Il est toujours étonnant de se coucher au moment où d'autres se lèvent... N'y a-t-il pas là un paradoxe ? En fait, concrètement, au moment où l'on se couche, il existe forcément un endroit dans le monde où quelqu'un se lève... Dès lors, se dire que l'on se couche au moment où d'autres se lèvent a d'autant moins de sens... Ou révèle simplement le fait que l'on a une conscience rétrécie de son propre univers. Finalement, notre univers est toujours lié à l'autre... C'est d'ailleurs à la fois notre prison et notre fenêtre sur le monde. Vive soi! Vive l'autre! Vive le monde!

Romook

Solitude du coureur de fond

La course de fond, lorsqu'elle commence à toucher des distances un peu "longues" ou des durées "hors normes" poussent à la réflexion tout le monde : le coureur et son entourage...

Tout d'abord, le coureur se retrouve face à lui-même. On finit par avoir mal, c'est inévitable. Pourtant c'est une course lente, qui n'a rien d'impressionnant pour les gens qui vous voit passer. Bref, on obtient aucune reconnaissance sociale. Voire même, un léger sourire de la part des gens qui ont l'habitude de courir vite et qui voit la souffrance sur le visage qui s'imprime immanquablement.

L'effort de la durée n'a rien à voir avec le challenge du chronomètre. C'est une victoire intérieure. Evidemment, j'ai rencontré des personnes qui m'ont annoncé avec un air triomphal qu'ellles couraient le 10 km en 38'. Je suis impressionné. Je suis à 42'. 4' d'écart, c'est beaucoup à ce niveau. Mais, moi, je sais courir 57 kms en 5h30. Et là, immmanquablement, c'est leur visage qui est surpris. Elles en sont incapables. On ne peut pas être bon partout, c'est évident ;-)

Par ailleurs, la course de fond, c'est aussi une épreuve intérieure psychologique. C'est quelque chose de presque mystique : on imagine pas le nombre de chose que l'on peut analyser, revivre, tuer, faire renaître pendant ces courses où le temps semble s'arrêter... On ne ressort pas le même d'une course de plus de 3h. Avant 3h, ça paraît trop court pour avoir le temps de commencer à digérer les choses...

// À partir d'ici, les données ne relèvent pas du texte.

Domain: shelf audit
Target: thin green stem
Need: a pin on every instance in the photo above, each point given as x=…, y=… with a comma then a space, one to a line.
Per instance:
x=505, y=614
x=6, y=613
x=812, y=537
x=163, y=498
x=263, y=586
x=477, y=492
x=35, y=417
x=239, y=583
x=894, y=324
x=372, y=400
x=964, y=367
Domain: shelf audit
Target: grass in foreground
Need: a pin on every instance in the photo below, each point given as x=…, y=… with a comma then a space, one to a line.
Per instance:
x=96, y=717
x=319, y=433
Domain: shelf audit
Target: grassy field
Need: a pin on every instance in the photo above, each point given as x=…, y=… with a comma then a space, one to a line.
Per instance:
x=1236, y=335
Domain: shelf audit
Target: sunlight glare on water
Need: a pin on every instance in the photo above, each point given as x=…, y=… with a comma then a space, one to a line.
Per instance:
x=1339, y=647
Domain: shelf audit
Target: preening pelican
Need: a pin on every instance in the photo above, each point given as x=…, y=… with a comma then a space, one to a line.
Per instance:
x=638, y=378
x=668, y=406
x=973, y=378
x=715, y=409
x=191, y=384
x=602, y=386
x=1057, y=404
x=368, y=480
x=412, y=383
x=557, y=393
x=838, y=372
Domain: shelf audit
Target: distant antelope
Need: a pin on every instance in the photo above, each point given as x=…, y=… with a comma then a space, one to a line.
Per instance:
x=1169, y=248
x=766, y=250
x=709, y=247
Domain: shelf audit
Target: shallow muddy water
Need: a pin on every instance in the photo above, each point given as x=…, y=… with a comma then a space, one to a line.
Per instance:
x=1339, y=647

Pour m'entourage, que ce soit la famille oules amis, l'incompréhension est totale. Comment peut-on aller courir 4h ? Il n'y a aucun intérêt. Si c'est pour la santé, 1h c 'est suffisant. Si c'est pour devenir sportif de haut niveau : 4h, c'est inutile, il n'y a pas d'épreuves qui correspondent à ce type d'effort. Enfin, ça existe, il y a les 100 kms et les courses horaires, mais ça ne permet pas d'en faire un métier... En plus, quand on calcule l'eau qu'il faut consommer : 4 h de courses, c'est envrion 5 litres d'eau dans la journée. Plus la nourriture qui doit être équilibrée, plus l'entraînement des muscles du reste du corps... Quand on court 4h ou plus, on a les bras qui travaillent, les muscles du dos, les abdos... Autant de choses qu'il faut travailler et entraîner tous les jours... Tout ça pour une course solitaire, dont on est le seul conscient de l'effort. Alors, pourquoi continuer ? Bah là, je pose la question sincèrement : pourquoi ?

Tout d'abord, c'est une drogue. Ensuite, on se sent invincible. Et puis, il y a des conséquences dans le domaine intime qui ne sont pas avouables ici. Néanmoins, elles sont suffisamment positives pour que les femmes acceptent de voir partir cet homme courir 10h par semaine. Autant de temps perdu à deux, mais autant de gagné dans d'autres domaines ;-)

Romook

PS : la photo lors de ma course de 4h à la Sentinelle : 44, 748 mètres.